After two generations of breathing the poisonous atmosphere of the Cold War, of enduring the uneasy “peace” of nuclear detente, of watching Eastern Europeans crushed by the Red Army every time they dared to throw off the Soviet yoke, the impossible had happened. The Iron Curtain was torn and delirium gripped the world — a paroxysm of joy.

Ding-dong. The witch is dead!

It was five months later, on the first day of spring, when I first saw The Wall up close and personal. It was still an impressive barrier, but it was toothless, or rather, its teeth were snaggled. Whole long sections of it had been removed, some sold to wealthy Americans to decorate restaurants, clubs, parks and gardens — to the victors, and all that.

What was standing, covered in lurid, spray-painted graffiti, was being chipped away by tourists seeking souvenirs, and entrepreneurs seeking tourists seeking souvenirs.

One, an East German who had lived the lie of a planned economy, had embraced market capitalism overnight. For some dollars, he rented me his hammer and I busted out a piece of the wall that I keep in a curio cabinet at home.

Five months after The Fall, however, the euphoria had given way to dread that somehow, once again, the Communists would fix the outcome, the dream would end and everyone would wake up again in chains.

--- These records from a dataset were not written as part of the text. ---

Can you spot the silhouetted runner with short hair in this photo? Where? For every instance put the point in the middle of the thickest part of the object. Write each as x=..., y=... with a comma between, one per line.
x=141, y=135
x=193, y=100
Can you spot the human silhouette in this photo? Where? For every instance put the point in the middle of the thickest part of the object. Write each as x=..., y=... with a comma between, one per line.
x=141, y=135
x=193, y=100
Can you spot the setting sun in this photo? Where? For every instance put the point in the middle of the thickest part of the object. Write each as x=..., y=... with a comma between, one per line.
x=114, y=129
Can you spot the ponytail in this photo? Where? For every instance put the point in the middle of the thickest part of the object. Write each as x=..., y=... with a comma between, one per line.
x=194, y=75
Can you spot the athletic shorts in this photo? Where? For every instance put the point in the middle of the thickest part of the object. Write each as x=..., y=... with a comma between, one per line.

Which is why Free Press editors sent me on a three-month odyssey across Eastern Europe in the spring of 1990 — to chronicle the Fall(out) of the Wall.

I first went to Ukraine, where the fear of a Communist fix was palpable, and with good reason, as it turned out. The Communists had all the power and despite considerable courage on the part of the forces of democracy, they retained that power in the March 4 elections. But regardless, it was a “free election” — the opposition rose from zero seats to 111. Ukrainians were off their knees, and still are, as the Orange Revolution emphatically underlined five years ago.

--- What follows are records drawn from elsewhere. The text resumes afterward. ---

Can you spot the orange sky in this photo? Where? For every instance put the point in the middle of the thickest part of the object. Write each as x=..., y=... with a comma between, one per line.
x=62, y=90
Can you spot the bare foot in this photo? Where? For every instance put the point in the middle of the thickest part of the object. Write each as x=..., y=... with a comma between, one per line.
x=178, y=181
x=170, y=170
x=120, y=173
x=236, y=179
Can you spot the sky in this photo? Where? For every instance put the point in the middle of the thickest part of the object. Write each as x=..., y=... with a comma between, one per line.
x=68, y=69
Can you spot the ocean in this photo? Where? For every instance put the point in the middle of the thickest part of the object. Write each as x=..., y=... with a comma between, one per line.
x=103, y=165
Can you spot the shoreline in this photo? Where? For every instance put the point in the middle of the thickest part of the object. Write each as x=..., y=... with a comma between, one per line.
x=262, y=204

From there I travelled to Berlin for the East German election March 19. Again, the concern was that the Commies would pull a fast one, but it seemed a specious fear. Unlike Ukraine, where Ukrainians wanted a divorce from Moscow after a forced marriage dating back to the Czars, the Germans simply wanted to reunite, as was so clear election night when the anti-Communists celebrated victory by singing the banned Nazi anthem, Deutschland Über Alles.

But in East Berlin I also found something familiar from Ukraine — most people cherished being free of Moscow’s iron grip, but they also seemed to confuse the fruits of democracy with the fruits of western capitalism, thinking that ballots would somehow deliver dollars and big-screen TVs.

By the time I got to Warsaw, I was growing impatient with fears of being tricked.

But I was coming to understand what seemed an irrational anxiety — they hadn’t been free in more than 40 years, they hadn’t been themselves, they couldn’t be. When they tried too hard, the tanks rolled.

Or at least most Poles had not enjoyed freedom, but they had been trying mightily for at least a decade so that many worked outside the country and therefore knew freedom was only one part of prosperity, the other parts being hard work and enterprise.

And so on to Czechoslovakia, as it was then, where again all was anxiety despite the Velvet Revolution and the inspiration of Vaclav Havel.

The journey ended in Romania, where despite demonstrations by as many as 80,000 screaming for freedom, they did not, really, achieve it.

That’s probably because it was never so much a Soviet satellite as a dictator’s fiefdom. Perestroika had been practised there for decades before Mikhail Gorbachev announced it as policy, which meant that the Romanian Communists were entrenched with or without the existence of the Soviet Union, and they remain very much so today — Romania has the highest concentration of Communist politicians of any of the former Soviet satellites.

I came home from those three months changed. Tyranny is not an abstraction. Yearning for liberty is not an abstraction. But freedom can be, as we continue to learn.